German costume designer

Brigitte Reiffenstuel is a German costume designer working primarily in opera and theatre.

== Early life and education ==
Reiffenstuel was born in Munich, Germany. She attended London College of Fashion and St. Martin's School of Art.

== Career ==
In 2012, Reiffenstuel designed costumes for Falstaff; a co-production of the Metropolitan Opera, the Royal Opera House, Teatro alla Scala, the Canadian Opera Company, and the Dutch National Opera. For her work, Reiffenstuel was nominated for Designer of the Year at the 2014 International Opera Awards and won a Dora Mavor Moore Award for Outstanding Costume Design.

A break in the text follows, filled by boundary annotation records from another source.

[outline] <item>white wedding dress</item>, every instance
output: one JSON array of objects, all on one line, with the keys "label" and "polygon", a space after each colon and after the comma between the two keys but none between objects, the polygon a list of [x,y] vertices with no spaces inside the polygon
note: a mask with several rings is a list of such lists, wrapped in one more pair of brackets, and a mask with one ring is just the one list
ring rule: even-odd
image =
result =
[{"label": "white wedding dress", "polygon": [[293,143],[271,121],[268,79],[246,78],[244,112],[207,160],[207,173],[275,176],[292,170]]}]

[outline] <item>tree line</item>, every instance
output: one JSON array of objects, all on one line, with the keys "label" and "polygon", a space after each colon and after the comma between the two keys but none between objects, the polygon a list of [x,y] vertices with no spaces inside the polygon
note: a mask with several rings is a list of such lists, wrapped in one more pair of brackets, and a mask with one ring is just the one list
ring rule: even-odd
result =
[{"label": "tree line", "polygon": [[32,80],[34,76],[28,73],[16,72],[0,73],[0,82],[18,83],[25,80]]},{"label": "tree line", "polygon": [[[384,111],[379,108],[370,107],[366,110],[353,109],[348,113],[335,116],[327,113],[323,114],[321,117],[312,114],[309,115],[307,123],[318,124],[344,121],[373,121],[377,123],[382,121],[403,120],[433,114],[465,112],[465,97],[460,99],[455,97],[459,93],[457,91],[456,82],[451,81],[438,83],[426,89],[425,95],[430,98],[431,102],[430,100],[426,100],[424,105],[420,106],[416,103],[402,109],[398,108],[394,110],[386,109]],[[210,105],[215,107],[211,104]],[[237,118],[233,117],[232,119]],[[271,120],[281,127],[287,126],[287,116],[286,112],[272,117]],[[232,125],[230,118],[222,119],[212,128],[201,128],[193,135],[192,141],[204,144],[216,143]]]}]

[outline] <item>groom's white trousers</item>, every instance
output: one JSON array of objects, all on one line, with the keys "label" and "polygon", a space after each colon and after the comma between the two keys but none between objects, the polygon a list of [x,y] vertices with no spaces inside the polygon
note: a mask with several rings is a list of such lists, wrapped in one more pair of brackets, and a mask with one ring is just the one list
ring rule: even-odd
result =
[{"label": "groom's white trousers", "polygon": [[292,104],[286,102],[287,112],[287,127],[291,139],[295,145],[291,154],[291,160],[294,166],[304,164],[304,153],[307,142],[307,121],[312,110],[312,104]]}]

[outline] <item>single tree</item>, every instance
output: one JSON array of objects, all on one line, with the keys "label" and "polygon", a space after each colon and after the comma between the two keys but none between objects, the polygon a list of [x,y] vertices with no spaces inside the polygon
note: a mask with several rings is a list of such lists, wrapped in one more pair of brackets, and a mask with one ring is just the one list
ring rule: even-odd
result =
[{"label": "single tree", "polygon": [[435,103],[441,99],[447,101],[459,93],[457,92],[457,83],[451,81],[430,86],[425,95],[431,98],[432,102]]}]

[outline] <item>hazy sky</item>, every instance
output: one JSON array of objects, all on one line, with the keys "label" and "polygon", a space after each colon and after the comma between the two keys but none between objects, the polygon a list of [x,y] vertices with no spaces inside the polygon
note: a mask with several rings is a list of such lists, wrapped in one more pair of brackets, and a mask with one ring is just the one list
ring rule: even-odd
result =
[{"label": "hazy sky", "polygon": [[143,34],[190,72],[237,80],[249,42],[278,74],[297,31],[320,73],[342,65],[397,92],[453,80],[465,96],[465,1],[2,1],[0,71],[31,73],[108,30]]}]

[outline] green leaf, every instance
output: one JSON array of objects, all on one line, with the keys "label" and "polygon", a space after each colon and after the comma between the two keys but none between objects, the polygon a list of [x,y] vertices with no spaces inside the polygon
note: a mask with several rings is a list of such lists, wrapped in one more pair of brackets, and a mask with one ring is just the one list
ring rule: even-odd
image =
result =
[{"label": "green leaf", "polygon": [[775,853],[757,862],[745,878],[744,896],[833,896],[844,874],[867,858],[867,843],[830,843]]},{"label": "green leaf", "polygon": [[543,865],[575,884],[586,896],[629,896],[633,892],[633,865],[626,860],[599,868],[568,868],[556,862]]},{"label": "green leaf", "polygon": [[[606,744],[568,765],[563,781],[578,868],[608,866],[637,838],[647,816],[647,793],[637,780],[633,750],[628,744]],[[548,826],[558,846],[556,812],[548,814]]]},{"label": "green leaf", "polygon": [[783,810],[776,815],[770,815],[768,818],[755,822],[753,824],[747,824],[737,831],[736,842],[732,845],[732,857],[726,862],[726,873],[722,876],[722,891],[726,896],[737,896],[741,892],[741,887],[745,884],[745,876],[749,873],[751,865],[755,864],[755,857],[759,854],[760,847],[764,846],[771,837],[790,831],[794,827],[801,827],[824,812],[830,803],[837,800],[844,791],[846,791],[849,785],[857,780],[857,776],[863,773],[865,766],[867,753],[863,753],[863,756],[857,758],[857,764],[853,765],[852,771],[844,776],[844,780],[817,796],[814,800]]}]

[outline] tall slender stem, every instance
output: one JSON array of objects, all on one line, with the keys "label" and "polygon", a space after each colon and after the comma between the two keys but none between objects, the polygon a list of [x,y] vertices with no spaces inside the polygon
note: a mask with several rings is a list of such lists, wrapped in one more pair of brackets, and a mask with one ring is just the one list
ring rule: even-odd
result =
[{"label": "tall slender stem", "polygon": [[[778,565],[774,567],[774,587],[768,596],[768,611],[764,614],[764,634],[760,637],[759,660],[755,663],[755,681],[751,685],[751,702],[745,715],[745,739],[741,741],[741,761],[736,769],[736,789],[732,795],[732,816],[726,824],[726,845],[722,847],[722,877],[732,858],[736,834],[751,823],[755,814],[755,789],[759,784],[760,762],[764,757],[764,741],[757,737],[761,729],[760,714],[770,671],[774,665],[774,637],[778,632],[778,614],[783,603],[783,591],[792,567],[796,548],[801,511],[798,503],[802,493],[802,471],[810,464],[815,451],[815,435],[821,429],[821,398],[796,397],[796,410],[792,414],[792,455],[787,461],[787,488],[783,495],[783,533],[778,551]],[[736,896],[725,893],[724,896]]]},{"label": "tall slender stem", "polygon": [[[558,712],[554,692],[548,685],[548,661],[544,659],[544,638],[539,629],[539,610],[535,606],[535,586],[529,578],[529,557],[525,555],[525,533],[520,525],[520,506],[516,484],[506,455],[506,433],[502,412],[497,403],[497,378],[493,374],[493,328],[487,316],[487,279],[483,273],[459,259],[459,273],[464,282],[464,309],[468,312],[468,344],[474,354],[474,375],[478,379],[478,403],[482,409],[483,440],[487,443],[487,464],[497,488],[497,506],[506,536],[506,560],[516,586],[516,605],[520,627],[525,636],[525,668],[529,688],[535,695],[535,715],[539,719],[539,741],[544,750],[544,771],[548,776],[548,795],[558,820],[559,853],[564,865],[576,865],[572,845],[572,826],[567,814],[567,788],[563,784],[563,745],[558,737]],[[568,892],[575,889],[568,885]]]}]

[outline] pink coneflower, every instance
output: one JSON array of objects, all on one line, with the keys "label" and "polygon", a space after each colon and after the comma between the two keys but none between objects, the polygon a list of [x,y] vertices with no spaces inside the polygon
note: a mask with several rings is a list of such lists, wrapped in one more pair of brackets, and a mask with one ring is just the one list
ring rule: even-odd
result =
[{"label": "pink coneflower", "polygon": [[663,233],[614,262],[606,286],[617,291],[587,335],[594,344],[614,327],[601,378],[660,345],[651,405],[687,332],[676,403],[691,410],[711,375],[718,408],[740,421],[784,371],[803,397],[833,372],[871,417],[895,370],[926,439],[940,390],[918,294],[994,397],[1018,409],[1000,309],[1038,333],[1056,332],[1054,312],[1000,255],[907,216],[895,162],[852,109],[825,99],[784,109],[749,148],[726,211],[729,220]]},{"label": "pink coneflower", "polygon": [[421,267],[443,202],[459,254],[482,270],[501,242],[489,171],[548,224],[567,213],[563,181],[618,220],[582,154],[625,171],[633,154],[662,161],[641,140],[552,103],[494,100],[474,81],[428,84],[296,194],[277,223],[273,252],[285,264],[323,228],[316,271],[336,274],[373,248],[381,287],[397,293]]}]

In 2014, Reiffenstuel designed costumes for Kate Bush's Before the Dawn concert residency.

In 2020, Reiffenstuel designed costumes for Tom Stoppard's Leopoldstadt on the West End. In 2022, the production transferred to Broadway's Longacre Theatre. In 2023, Reiffenstuel was nominated for the Outer Critics Circle Award for Outstanding Costume Design and won the Tony Award for Best Costume Design of a Play.

In 2023, Reiffenstuel designed costumes for Stranger Things: The First Shadow on the West End. The show transferred to Broadway in 2025. For her work on The First Shadow, Reiffenstuel received her second Tony nomination for Best Costume Design in a Play.